Pros and Cons of Keeping Ducks on a Farm
Of course, keeping ducks isn’t always sunshine and rainbows. Here’s a breakdown of the pros and cons to help you decide if you want a duck for your farm:
Advantages of keeping ducks on a farm
- They Have Great Entertainment Value – Watching ducks quack and waddle about can be quite a fun experience. You’ll notice that they like chattering to each other and to anyone that listens. They have more personality than other backyard animals, and they can also be incredibly loyal. If you raise them from ducklings, they can imprint on you and form a bond for life.
- They Are Easy To Care For – Ducks are incredibly easy to herd. Even if you just walk slowly with an arm out, they’ll be inclined to follow. The same can’t be said of chickens. Certain breeds of duck are also extremely hardy and good at adapting to the weather, which is good if you’re in an area with a cold climate.
- They Don’t Eat Their Own Eggs — Sometimes, chickens can end up with this bad habit. If conditions are particularly bad, they can even start eating each other. Ducks tend to be less prone to this behavior.

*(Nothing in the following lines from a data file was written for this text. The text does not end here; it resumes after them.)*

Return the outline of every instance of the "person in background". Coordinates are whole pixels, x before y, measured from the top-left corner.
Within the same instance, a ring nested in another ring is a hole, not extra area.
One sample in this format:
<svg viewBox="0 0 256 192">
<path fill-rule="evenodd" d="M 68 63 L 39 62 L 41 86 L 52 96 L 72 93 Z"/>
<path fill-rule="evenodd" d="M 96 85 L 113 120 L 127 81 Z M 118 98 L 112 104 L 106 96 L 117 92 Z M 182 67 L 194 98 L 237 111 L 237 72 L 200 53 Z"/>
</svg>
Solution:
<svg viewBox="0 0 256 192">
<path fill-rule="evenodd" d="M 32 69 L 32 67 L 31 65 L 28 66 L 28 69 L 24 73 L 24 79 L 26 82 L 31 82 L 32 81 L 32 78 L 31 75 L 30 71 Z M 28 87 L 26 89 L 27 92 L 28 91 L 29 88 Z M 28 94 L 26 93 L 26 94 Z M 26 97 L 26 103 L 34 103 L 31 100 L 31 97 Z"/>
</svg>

Disadvantages of Keeping Ducks on a Farm
- Ducks Can Be Noisy – The enthusiastic quacking of ducks might provide great ambiance for a farm, but if you have neighbors nearby, they likely won’t appreciate hearing it throughout the day.
- They’re Messy – Remember how ducks don’t control where they poop? That does come with its downsides. Their droppings are typically both larger and runnier than chicken or turkey droppings, which can quickly turn their enclosure into a nasty bog.
- They Need a Pond To Swim In – Ducks need water to swim in, so a duck pond is a must. If you live in an area where water freezes over in the winter, you’ll have to find a way to keep the water from freezing. You’ll also need to dedicate time and effort to cleaning and maintaining the pond.
Can You Keep Other Animals Instead of Ducks That Serve the Same Purpose? If So, Which Ones?
At the end of the day, ducks are just one type of poultry you can keep on the farm. If you want to keep animals that serve the same purpose and require a similar standard of care, your main options are:
- Chickens also produce eggs and meat and are relatively easy to keep
- Geese are larger and more difficult to wrangle but are very similar to ducks
- Turkeys are very large and are favored for their meat
- Guinea fowl are raised mainly for meat
If you thought that chickens were the only bird you could raise on a farm, you’re missing out! Ducks can offer many of the same products as chickens (such as meat and eggs), but you’ll have the bonus of their fierce protective instincts, along with hours of entertainment value from their quacking and waddling about. If you’re planning on starting a farm, consider getting some ducks — raising them is sure to be a unique experience.